/usr/lib/R/site-library/graph/perf/graphperf.Rnw

\documentclass{article}

\usepackage{hyperref}

\textwidth=6.2in
\textheight=8.5in
\oddsidemargin=.1in
\evensidemargin=.1in
\headheight=-.3in

\newcommand{\Rfunction}[1]{{\texttt{#1}}}
\newcommand{\Rmethod}[1]{{\texttt{#1}}}
\newcommand{\Rcode}[1]{{\texttt{#1}}}
\newcommand{\Robject}[1]{{\texttt{#1}}}
\newcommand{\Rpackage}[1]{{\textit{#1}}}
\newcommand{\Rclass}[1]{{\textit{#1}}}
\newcommand{\classdef}[1]{%
  {\em #1}
}
\newcommand{\myincfig}[3]{\begin{figure}[htbp]
  \begin{center}
      \includegraphics[width=#2]{#1}
      \caption{\label{#1}#3}
  \end{center} \end{figure}}


\begin{document}
\title{Graph Package Performance Report}
\author{Seth Falcon}
\maketitle

\SweaveOpts{keep.source=TRUE}

<<funcs, echo=FALSE, results=hide>>=
st <- system.time
perfRow <- function(g, t, op="") {
    data.frame(class = class(g),
               op = op,
               nodes = numNodes(g),
               edges = numEdges(g),
               directed = ifelse(isDirected(g), "T", "F"),
               user = t[1],
               sys = t[2],
               clock = t[3],
               stringsAsFactors = FALSE)
}

timeRow <- function(expr, op) {
    t <- system.time(g <- expr)
    list(result=g, row=perfRow(g, t, op))
}

randNonDiagIndex <- function(n, count)
{
    diagIdx <- 1L + 0L:(n - 1L) * (n + 1L)
    idx <- seq_len(n^2)[-diagIdx]
    sample(idx, count)
}

randAdjMat <- function(nodeCount, edgeCount)
{
    nodes <- paste("graph_node_", seq_len(nodeCount), sep="")
    am <- matrix(0L, nrow = nodeCount, ncol = nodeCount,
                 dimnames = list(nodes, nodes))
    am[randNonDiagIndex(nodeCount, edgeCount)] <- 1L
    am
}

randSymAdjMat <- function(nodeCount, edgeCount)
{
    nodes <- paste("graph_node_", seq_len(nodeCount), sep="")
    am <- matrix(0L, nrow = nodeCount, ncol = nodeCount,
                 dimnames = list(nodes, nodes))
    upt <- as.vector(upper.tri(am))
    idx1 <- sample(seq_len(nodeCount^2)[upt], edgeCount)
    am[idx1] <- 1L
    am <- am + t(am)
    am
}
@

\section{Introduction}


<<setup, echo=FALSE, results=hide>>=
library("graph")
set.seed(0xab34eL)

medEdgeCount <- 5000L
bigEdgeCount <- 260000L
nodeCount <- 2000L

bigSymMat <- randSymAdjMat(nodeCount, bigEdgeCount)
medSymMat <- randSymAdjMat(nodeCount, medEdgeCount)
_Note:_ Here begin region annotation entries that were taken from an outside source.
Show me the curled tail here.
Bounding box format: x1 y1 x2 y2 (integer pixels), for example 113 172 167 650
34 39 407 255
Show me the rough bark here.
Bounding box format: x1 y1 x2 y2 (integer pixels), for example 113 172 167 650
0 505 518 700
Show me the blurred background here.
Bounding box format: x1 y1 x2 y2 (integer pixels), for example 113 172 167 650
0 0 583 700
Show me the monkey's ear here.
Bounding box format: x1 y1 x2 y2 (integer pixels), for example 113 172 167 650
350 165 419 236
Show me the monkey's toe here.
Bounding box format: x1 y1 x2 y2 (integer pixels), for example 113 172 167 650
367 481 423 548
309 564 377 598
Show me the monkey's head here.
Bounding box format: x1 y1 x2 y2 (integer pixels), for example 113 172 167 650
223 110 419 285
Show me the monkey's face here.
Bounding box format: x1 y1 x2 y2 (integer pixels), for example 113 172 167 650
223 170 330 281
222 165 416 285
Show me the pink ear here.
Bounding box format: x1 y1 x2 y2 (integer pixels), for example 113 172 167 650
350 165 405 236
bigMat <- randAdjMat(nodeCount, bigEdgeCount)
medMat <- randAdjMat(nodeCount, medEdgeCount)

dim(bigSymMat)
dim(medSymMat)
@

This document surveys the runtime performance of graph operations
believed to be heavily used for common bioinformatic analyses.  We
use two \Sexpr{nodeCount} node graphs, one with \Sexpr{medEdgeCount}
edges and the other with \Sexpr{bigEdgeCount} edges.  Both graphs are
generated randomly.

<<matrixDetails, echo=FALSE, results=hide>>=
matDim <- dim(bigSymMat)
cntZero <- sum(bigSymMat == 0)
cntNonZero <- sum(bigSymMat != 0)
pctNonZero <- sum(bigSymMat != 0) / nrow(bigSymMat)^2
@

\section{Timing of Operations}

Here we look at the time to construct \Rclass{graphAM} and
\Rclass{graphNEL} instances using two adjacency matrices with the same
node count, but different number of edges.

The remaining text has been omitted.